As matrizes africanas, assim como as comunidades LGBTQIAP+, mulheres e negros, encontram-se entre os primeiros alvos do fundamentalismo religioso, representando o núcleo do fascismo enraizado nas periferias e que tem contaminado as igrejas neopentecostais no Brasil. Para enfrentar esse desafio, é essencial reconhecer a importância da organização das comunidades do axé. O Emancipa Axé, ao adotar essa estratégia, emerge como protagonista ao conferir uma identidade, dando cara, corpo e realizando ações para uma estratégia negra, proveniente de um programa construído por nossas mãos, as mãos do próprio povo. Pois, o trabalho de base vem da tecnologia do fazer. E o fazer é a ação, mas a ação atrelada a uma estratégia que nos leve a uma verdadeira emancipação.

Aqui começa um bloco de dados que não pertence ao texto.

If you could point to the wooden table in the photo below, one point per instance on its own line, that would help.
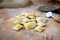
(52, 31)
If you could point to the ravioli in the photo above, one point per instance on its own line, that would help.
(39, 28)
(30, 25)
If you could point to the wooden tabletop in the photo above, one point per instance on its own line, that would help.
(52, 31)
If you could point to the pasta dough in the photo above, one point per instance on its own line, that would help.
(17, 27)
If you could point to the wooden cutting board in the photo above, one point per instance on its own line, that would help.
(52, 31)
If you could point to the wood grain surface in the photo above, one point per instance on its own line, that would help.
(52, 31)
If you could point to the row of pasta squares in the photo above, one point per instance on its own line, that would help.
(29, 20)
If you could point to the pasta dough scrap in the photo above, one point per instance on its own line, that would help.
(39, 28)
(41, 19)
(17, 27)
(30, 25)
(16, 21)
(41, 24)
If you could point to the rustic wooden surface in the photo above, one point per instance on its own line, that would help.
(52, 31)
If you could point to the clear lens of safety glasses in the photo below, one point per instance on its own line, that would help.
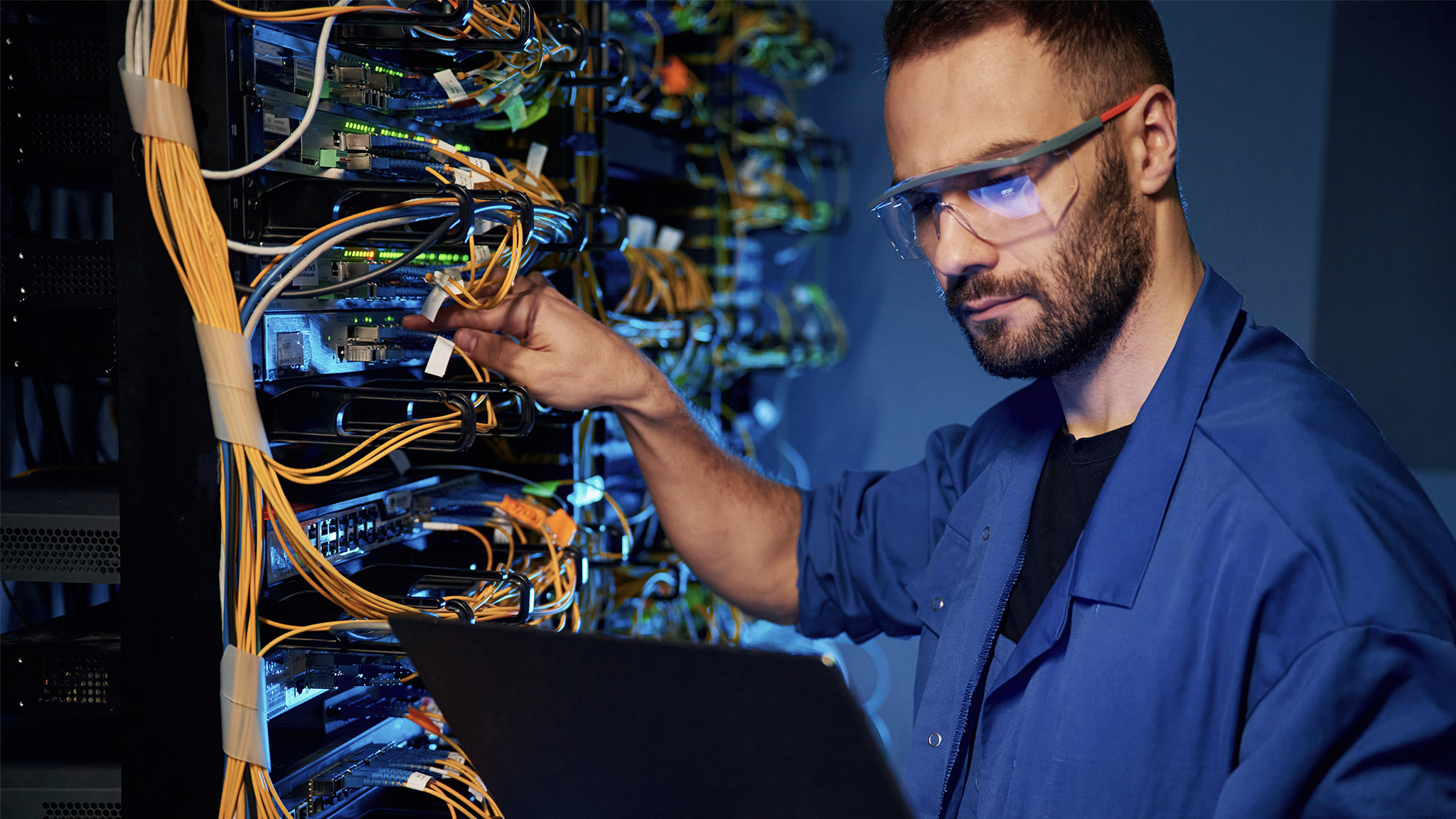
(997, 205)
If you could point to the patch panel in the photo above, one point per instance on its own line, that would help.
(348, 530)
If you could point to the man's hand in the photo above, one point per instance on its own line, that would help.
(736, 528)
(565, 358)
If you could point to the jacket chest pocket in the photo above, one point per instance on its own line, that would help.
(935, 589)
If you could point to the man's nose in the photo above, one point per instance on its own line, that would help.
(960, 251)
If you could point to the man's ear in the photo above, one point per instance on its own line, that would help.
(1150, 134)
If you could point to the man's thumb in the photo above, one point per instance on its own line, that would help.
(491, 350)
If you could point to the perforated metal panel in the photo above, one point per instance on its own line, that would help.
(65, 678)
(58, 273)
(62, 527)
(60, 551)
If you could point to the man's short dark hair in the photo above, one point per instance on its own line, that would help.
(1108, 50)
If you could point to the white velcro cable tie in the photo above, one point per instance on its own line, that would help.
(245, 720)
(669, 238)
(439, 358)
(228, 363)
(536, 159)
(158, 108)
(453, 90)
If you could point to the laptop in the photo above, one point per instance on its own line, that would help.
(582, 724)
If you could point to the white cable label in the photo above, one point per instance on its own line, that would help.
(468, 178)
(641, 230)
(440, 356)
(244, 698)
(536, 159)
(453, 90)
(669, 238)
(228, 366)
(276, 124)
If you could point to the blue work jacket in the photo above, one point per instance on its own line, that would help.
(1257, 620)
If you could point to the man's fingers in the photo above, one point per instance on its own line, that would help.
(511, 316)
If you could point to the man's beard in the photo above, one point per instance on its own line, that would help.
(1097, 272)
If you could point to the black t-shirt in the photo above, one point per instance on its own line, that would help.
(1071, 481)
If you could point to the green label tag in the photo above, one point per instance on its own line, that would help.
(514, 111)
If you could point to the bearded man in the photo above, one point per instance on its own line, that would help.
(1179, 573)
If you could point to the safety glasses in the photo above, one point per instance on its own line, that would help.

Contamos com a presença do camarada Fred, que trouxe o debate da luta antirracista global, exemplificando com os ataques que o estado terrorista de Israel vem fazendo contra o povo da Palestina. Juliana Tupinambá contribuiu com reflexões sobre a necessidade de avançar conjuntamente na articulação das comunidades indígenas, ressaltando a importância de considerarmos o racismo como uma estrutura presente na sociedade, incluindo os povos originários, que foram os primeiros a enfrentar as dificuldades da colonização. 

Também houve fala da Vereadora Luana Alves, nossa representante na Câmara Municipal de São Paulo, que em conjunto com o movimento foi protagonista de uma luta histórica,  que foi a queda de um racista daquele espaço institucional, o que representa uma vitória significativa para o movimento negro no Brasil. E o Professor Alex da Mata, fundador da Rede Emancipa, também enriqueceu o debate ao abordar a formação do Emancipa e nos proporcionar uma compreensão mais profunda sobre o que é a educação popular para nós.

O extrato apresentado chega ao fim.